L’époux demeure comme pétrifié par cette arrivée inattendue, si intense et singulière. Il est rarissime que sa bien-aimée se risque en nos locaux, auxquels elle préfère les hôtels de passe du quartier Saint-Lazare ou le salon de coiffure de leur ami Alfred, le Rital séducteur.
D’un geste délibéré, elle cueille le combiné dans la main plantureuse du Gros et le hisse jusqu’aux sièges de ses principaux sens.
— C’est toive, Grabote ? demande-t-elle. Moui ? J’en étais sûre, rien qu’à la gueule de Sandre. Tu l’as z’appelé un poil trop tôt : j’ai été r’tenue dans un hôtel d’la rue d’Provence où mon couturier m’a fait choisir l’tissu d’la robe qu’j’doive mett’ pour la communion d’Apollon-Jules. C’est l’plus grand modéliste d’Mantes-la-Jolie. Y travaille beaucoup à cause d’la promiscuité des usines Renault. J’ai choisi un modèle discret, très striste : un imprimé vert sur lequel y a des dahlias bleus et des potirons rouges ; tu croirerais un’chose esclusive pour la reine d’Angleterre qu’a tant d’goût.
« Pour t’en r’viendre à Sandre, faut qu’je vais lui parler. C’t’un homme emporté mais qu’a un excellent fond. Bon comme le saindoux ! Le cœur su’ la main. Y donn’rait son slip à un pauv’ s’il en porterait un. Impatiente-toi pas, j’vais y causer, y espliquer. C’est pas pace qu’vous avez fait des conn’ries jadis qu’y faut vous traiter toute la vie comme des pariates. Vous avez rédemptionné d’puis. L’moment est v’nu d’passer l’éponge. Hein, Sandre ? Qu’est-ce tu marmottes ? Qu’c’est dans la raie d’mes miches qu’tu vas la passer, l’éponge ? Boug d’dégueulasse ! Çui-là, la galanterie française, connaît pas. Dire qu’j’traîne ce gugus d’puis des temps immémorials alors qu’j’étais conçute pour l’grand monde.
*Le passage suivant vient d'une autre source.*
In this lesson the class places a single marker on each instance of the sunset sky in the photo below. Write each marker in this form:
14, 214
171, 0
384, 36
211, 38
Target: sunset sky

« Fais-toi pas d’mouron, ma Grabote, j’les arrangerai, vos bidons. Puisqu’ ce gros sac à merde a sa tête de bois, qu’il aille se chier ! J’vas d’mander à m’sieur San-Antonio d’nous viendre en aide. T’as entendu causer d’lu ? Mouais : c’t’un héros dans son genre. L’plus grand flic de France, et, en tout cas du monde. Y t’va décortiquer vot’ sac de nœuds en deux coups de cuiller à apôtre, n’est-ce pas, Antoine ? Il me fait signe qu’oui av’c ses yeux charmeurs.